Wheat at £150/t will make a loss without BPS 

Cereals farms will lose money on their 2019 feed wheat crops without subsidy, according to the latest edition of the ABC costings book, compiled by farm business consultant Andersons.

The guide, designed to help farmers and managers budget, puts feed wheat production costs at £152/t once all overhead costs including rent, finance and unpaid family labour are accounted for.

Cost of production before rent and finance is £121/t for first wheats after a non-cereals break crop. This is based on an average yield of 9.1t/ha, producing a gross margin of £823/ha.

See also: More on business management in FW’s Know-How centre

The only other cereal gross margin approaching the £800/ha mark is winter wheat for milling, at £797/ha, based on an 8.65t/ha yield and a selling price of £160/t.

For second and continuous feed wheats yielding an average of 8.2t/ha (slightly higher than the national average), the income from a £150/t crop is £1,230/ha.

With total costs including rent and finance estimated at £152/t, this puts these crops into a £16.4/ha loss before BPS.

New crop feed wheat prices have recently risen to around the £150/t average used in these budgets, on the back of fears about prospects for the US maize crop, with harvest values at £147-154/t ex-farm, while grain for November movement was worth £154-157/t as Farmers Weekly went to press on Wednesday (29 May).

Fixed costs

Fixed costs are calculated for small, medium, large and very large farms in each sector.
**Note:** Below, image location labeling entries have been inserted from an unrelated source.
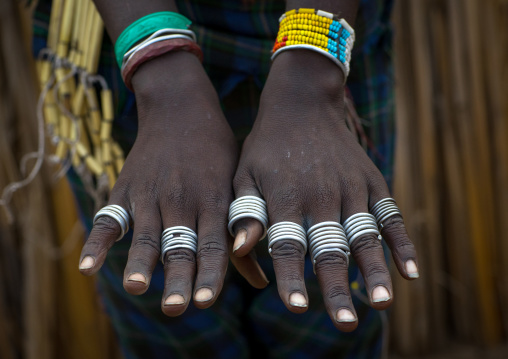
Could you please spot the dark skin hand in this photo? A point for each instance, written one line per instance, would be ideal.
(178, 173)
(301, 158)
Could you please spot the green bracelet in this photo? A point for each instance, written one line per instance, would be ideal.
(146, 26)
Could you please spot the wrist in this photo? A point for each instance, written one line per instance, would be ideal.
(165, 75)
(304, 78)
(173, 93)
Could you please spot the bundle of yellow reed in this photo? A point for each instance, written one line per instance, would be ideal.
(452, 170)
(78, 124)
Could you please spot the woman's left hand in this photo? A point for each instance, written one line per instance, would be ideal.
(302, 159)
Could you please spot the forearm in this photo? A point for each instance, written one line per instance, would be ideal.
(301, 69)
(346, 9)
(118, 14)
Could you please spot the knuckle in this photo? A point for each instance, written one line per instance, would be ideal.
(216, 200)
(394, 221)
(176, 195)
(373, 269)
(179, 256)
(366, 244)
(287, 249)
(95, 245)
(331, 260)
(212, 249)
(241, 180)
(285, 197)
(151, 189)
(287, 275)
(353, 184)
(146, 242)
(337, 291)
(107, 227)
(324, 195)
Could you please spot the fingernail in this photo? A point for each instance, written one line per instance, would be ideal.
(412, 269)
(380, 294)
(241, 237)
(137, 277)
(87, 263)
(174, 299)
(346, 316)
(297, 300)
(203, 295)
(262, 273)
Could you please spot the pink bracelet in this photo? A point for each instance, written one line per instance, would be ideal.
(155, 50)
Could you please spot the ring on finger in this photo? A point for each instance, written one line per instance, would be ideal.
(248, 207)
(117, 213)
(360, 224)
(178, 237)
(286, 231)
(327, 237)
(385, 209)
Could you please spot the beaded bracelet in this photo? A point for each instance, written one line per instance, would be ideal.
(154, 50)
(318, 31)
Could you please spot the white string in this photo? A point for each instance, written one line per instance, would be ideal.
(15, 186)
(98, 194)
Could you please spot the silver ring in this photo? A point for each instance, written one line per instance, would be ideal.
(248, 207)
(286, 230)
(360, 224)
(119, 214)
(327, 237)
(178, 237)
(385, 209)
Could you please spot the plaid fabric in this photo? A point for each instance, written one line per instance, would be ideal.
(236, 38)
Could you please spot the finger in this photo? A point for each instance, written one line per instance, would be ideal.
(179, 263)
(145, 248)
(250, 269)
(179, 272)
(368, 251)
(248, 231)
(395, 234)
(104, 234)
(331, 269)
(212, 256)
(332, 272)
(288, 258)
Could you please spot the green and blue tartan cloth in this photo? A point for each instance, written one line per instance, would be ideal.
(236, 38)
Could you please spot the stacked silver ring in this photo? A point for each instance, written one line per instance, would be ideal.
(284, 231)
(385, 209)
(327, 237)
(248, 207)
(360, 224)
(178, 237)
(119, 214)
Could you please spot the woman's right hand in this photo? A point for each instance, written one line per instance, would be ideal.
(178, 173)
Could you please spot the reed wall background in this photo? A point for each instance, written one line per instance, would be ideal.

Small (up to 200ha) and medium (up to 350ha) cereals farms are estimated to have total fixed costs averaging £835/ha, while large cereals units (350-500ha) are at £780/ha and very large (larger than 500ha) at £715/ha.

“The lack of profitability without subsidy raises some uncomfortable questions about what the post-Brexit prospects for farming might be,” said Richard King, editor of the ABC book and head of business research at Andersons.

With area payments in England to be phased out and replaced by land managers being paid for providing public goods, there will be far less profit from these new payments, said Mr King.

“The industry faces a period of significant adjustment if farming profit is to be improved enough to replace the lost subsidy.”  


Until more is known about the new system, farmers need to focus on the areas they can influence such as how they structure and run their businesses, he advised.

“If they are as efficient as they can be, then they will be in the best position to weather whatever politics or economics throws at them.”

For the time being, the continued weakness of sterling in the face of political uncertainty is helping UK competitiveness, said Mr King.

No deal

The costings assume an orderly exit from the EU. If no deal were to result, the effect in the farming sector would be significant and not for the better, he warns.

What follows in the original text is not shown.